最も表層に位置し腱画をもち、腱画はそれぞれ4つにわける。

 骨のサポートをうけずに恥骨から胸骨へ長い距離を、カバーしている。

 腱画は下腹部を補強しており激しい運動で体幹の伸展の際、お腹が裂けないようにしている。

 腹部では腹直筋が表層だが細かく見ると異なる場合がある。

 第5肋骨の上部付着部で表層だが、肋骨の数センチ下では外腹斜筋の筋膜が腹直筋を覆う。

 さらにもう少し下では内腹斜筋の筋膜が腹直筋を覆う。

 ヘソの下、弓状線では横筋筋膜の裏に潜り込み腹部で最も深層に位置する。

 そのまま腹直筋は骨盤底とつながる。

 

十字のベルト

 腹横筋は前面の白線を通して脊柱の横突起から横突起へと走っており横方向のベルトの大部分を、構成している。

 横方向のベルトは脊柱起立筋の周囲を走る筋膜(腰筋膜の表層と深層の薄い膜)で完成し、棘突起で結合している。

 縦方向のベルトは腹直筋から発生し、横隔膜の中心部となって上昇さらに、前縦靭帯を骨盤底に向かって下降する。

 恥骨尾骨筋は腔の底とベルトを超え恥骨で腹直筋の後ろの筋膜に連結する。

 この2つのベルト付近のバランスが体の上部の胸郭や頭をしっかり安定させている。 

 

腹部の筋膜ライン

横隔膜は骨盤と結びつきがある。
筋は腰方形筋・腹斜筋群・腹直筋との連結がある。
筋ではなく筋膜としての連結がバランスを整える上で重要。
一つ目の筋膜は、腹直筋の外側にある内腹斜筋腱膜(半月線)がある。
内腹斜筋と、外腹斜筋、腹横筋の三層の筋が腹直筋付近で分離する前に合流する。
この筋腱膜線は恥骨結節の外側から第七肋骨の、軟骨へ走行している。
半月線は腹直筋の外縁と、腹斜筋群の間の谷として感じる。
二つ目は、外側縫線。
体幹後部の左右対称の索状組織で、短くて強靭な筋膜の太い束、胸腰筋膜の一部として存在する。
第11・12肋骨から腸骨稜外側に走行して腰方形筋と連結している。
脊柱起立筋の、腰腸肋筋・腰方形筋・腹横筋の連結部分ともいえる。
さまざまな筋膜層が連結するポイントであり、問題を抱えやすい。
体幹後部で肋骨と骨盤の間をしっかり安定させ結合させている。
左右の半月線と外側縫線は筋膜ラインの分割線でありこの線より外側をLL、内側をSFL・DFL・SBLと大まかに分けている。

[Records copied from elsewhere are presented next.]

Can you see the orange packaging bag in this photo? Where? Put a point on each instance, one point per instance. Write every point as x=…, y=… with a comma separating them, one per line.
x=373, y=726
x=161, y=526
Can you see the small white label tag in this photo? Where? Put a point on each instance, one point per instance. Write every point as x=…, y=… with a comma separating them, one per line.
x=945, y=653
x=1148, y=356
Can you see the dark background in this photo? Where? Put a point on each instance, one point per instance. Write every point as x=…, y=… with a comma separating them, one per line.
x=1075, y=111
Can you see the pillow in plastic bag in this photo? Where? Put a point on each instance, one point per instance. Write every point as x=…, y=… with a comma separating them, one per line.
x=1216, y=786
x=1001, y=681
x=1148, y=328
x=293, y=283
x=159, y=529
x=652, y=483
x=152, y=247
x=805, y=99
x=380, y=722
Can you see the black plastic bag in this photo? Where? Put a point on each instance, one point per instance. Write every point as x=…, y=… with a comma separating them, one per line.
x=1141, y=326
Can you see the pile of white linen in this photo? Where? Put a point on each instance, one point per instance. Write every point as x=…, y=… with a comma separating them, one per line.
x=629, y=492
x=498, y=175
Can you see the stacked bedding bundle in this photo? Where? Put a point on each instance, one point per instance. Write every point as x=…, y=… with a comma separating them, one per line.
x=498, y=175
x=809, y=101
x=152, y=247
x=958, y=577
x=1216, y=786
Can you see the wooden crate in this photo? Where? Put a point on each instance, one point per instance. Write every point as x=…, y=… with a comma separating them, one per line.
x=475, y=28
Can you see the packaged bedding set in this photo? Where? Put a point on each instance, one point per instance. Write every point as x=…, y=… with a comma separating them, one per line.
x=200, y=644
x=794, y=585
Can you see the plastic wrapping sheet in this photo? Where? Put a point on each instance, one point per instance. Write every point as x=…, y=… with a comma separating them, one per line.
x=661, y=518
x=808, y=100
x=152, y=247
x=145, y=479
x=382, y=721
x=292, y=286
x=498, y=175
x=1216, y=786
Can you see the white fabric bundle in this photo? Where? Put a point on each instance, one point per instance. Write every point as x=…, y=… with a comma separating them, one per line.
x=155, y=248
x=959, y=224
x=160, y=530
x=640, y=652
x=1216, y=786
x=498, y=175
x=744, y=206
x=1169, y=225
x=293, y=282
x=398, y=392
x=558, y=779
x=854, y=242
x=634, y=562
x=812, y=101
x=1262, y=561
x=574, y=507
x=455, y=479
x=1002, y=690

それぞれのラインは体の異なる層を走る。
過剰前弯・スウェイバック患者・骨盤の後ろに胸郭がある患者は外側縫線に問題があると言え、4本のラインの異常パターンは8通りある。

臓器間の関節

臓器間の接点を関節と考えることができる。
呼吸するたびに滑らなければならない。
不使用による癒着が生じることもある。

 

 臓器を包む筋膜と腹腔の体壁との関係性は、身体の運動にとって重要な要素である。